His parents had tried many ways to see to it that their son, Ononiru, had a child before they died, but they were not successful as they had died when they were still struggling to have a positive result. These parents became so desperate that they wouldn't mind the sex of the baby anymore. In some of their republics, a family can re-start its span with a female child who would stay behind unmarried and raise children for the family. However, none happened while they were alive.
Abiam priest had promised Ononiru that child would surely cry in their laps. He told him that he saw children clustering around his wife, Edoro. He preached down Ononiru's suspicion that Edoro could be visited with menopause soon. ''She is not a barren woman, I know she is not. Calm down. Exercise more patience'' he said.
True to the word of the Abiam priest, babies started coming after two years that he made this journey to Abiam shrine. However, their comings had brought untold sorrows to Ononiru and his wife. And their latest birth was the last Edoro could try again after so many twin births.

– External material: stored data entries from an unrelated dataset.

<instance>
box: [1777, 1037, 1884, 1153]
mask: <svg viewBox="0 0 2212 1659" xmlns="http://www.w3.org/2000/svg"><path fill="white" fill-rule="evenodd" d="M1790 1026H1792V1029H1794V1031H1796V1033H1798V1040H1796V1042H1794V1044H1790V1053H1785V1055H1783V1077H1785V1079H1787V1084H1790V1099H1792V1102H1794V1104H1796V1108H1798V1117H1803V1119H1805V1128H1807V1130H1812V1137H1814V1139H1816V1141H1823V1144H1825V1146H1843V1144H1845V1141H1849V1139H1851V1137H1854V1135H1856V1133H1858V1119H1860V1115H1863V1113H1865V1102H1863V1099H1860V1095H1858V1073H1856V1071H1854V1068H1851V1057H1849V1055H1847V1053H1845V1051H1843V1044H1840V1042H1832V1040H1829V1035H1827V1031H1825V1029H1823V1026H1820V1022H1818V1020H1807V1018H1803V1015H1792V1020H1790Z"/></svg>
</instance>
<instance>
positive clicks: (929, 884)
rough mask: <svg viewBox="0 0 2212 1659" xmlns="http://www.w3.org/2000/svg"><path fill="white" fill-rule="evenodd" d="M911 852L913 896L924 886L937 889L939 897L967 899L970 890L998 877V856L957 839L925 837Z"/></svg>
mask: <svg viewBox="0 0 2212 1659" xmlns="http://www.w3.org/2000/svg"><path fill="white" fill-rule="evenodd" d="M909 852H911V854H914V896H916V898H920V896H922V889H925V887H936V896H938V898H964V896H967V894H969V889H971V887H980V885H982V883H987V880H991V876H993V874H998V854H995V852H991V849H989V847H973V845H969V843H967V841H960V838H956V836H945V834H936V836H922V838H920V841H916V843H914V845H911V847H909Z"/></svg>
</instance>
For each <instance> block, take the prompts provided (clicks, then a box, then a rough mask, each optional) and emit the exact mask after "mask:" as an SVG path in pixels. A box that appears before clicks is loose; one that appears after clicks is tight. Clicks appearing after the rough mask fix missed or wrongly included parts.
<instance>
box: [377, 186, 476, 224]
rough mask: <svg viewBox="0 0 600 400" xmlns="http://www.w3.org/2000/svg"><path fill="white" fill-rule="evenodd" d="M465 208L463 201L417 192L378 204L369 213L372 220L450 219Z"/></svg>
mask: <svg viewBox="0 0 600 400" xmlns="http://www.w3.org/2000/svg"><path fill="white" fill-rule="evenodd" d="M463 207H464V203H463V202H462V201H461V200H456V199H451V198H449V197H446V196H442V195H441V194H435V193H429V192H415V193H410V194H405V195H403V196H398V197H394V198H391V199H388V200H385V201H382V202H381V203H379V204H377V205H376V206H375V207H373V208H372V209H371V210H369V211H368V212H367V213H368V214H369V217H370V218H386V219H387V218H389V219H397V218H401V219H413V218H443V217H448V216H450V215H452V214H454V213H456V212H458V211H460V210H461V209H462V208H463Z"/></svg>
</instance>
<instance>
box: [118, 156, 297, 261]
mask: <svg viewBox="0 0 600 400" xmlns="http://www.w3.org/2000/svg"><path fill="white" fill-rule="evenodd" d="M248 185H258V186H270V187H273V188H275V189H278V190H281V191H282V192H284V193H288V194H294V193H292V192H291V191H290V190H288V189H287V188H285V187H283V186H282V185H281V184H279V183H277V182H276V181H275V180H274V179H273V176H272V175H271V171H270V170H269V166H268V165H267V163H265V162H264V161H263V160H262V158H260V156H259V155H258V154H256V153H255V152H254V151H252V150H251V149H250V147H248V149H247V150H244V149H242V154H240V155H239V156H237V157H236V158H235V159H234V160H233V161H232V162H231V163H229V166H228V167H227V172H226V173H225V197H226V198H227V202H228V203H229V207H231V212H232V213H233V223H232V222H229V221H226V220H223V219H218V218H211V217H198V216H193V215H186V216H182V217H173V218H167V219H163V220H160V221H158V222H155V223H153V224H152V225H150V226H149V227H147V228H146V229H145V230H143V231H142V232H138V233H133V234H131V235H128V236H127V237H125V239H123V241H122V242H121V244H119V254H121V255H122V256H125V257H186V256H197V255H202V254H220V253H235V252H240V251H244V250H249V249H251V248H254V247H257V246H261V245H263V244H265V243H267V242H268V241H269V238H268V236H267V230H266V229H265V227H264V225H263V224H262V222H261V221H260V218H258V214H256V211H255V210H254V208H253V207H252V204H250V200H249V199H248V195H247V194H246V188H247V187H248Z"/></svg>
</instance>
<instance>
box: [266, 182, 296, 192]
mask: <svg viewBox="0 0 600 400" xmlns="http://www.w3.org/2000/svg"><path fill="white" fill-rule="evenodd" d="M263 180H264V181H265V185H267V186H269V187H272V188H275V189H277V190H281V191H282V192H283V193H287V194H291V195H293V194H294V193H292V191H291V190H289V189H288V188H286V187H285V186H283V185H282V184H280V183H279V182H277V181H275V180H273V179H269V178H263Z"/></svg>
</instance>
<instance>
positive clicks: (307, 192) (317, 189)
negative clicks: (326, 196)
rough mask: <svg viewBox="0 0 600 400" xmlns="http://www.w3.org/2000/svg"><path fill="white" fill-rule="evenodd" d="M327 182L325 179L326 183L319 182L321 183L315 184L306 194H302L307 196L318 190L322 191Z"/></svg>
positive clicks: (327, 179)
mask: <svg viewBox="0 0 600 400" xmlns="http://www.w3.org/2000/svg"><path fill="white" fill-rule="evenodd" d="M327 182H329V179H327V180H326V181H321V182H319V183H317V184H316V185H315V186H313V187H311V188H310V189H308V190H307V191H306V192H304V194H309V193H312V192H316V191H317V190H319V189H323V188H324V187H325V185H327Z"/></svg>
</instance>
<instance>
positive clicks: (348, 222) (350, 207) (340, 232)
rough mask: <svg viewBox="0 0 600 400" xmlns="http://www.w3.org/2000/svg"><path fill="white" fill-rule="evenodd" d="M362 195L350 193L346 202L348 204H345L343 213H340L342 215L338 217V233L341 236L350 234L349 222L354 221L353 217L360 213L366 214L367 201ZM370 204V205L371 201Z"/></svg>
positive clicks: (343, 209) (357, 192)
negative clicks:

After minutes of nonstop cries of Ononiru's babies, Udobuaku made a thorough walk around Evil Forest and walked straight to Edoro's signatory pottery pot and took them into his makeshift house. She bathed them and started a journey of uncertainty into the lives of now-abandoned twin babies. They were lucky, their arrival happened at the time her nanny goat was nursing its babies. Its breasts became a milk industry for these fated babies.
Udobuaku would take her time, milk enough from her goat to raise her now-adopted children as it seemed. When they started their crawling, a huge task was taken away from Udobuaku's shoulders because the babies could now directly suck from the sagging breasts of the she-goat, who had already become a great friend to them. This immensely gladdened her heart.
This young woman of the evil forest could now engage in other activities freely; have enough space to mutter inaudible and unintelligent words to herself, and laugh out loud all to herself, watching these fated babies weave their heads as though looked at her. Yes, she could now sing and dance her soul out, all to her entertainment. Or was it entertainment?
The crawling of her babies beneath the belly of her nanny goat had given her back such a mood that enabled her to enjoy what normal human beings take for granted, and that was dancing to the unheard beats of a hummed song. And probably that may have given her the mental composure to think about naming them. She named the darker one, Orji, and the fair one, born with albinism, Ekwulu.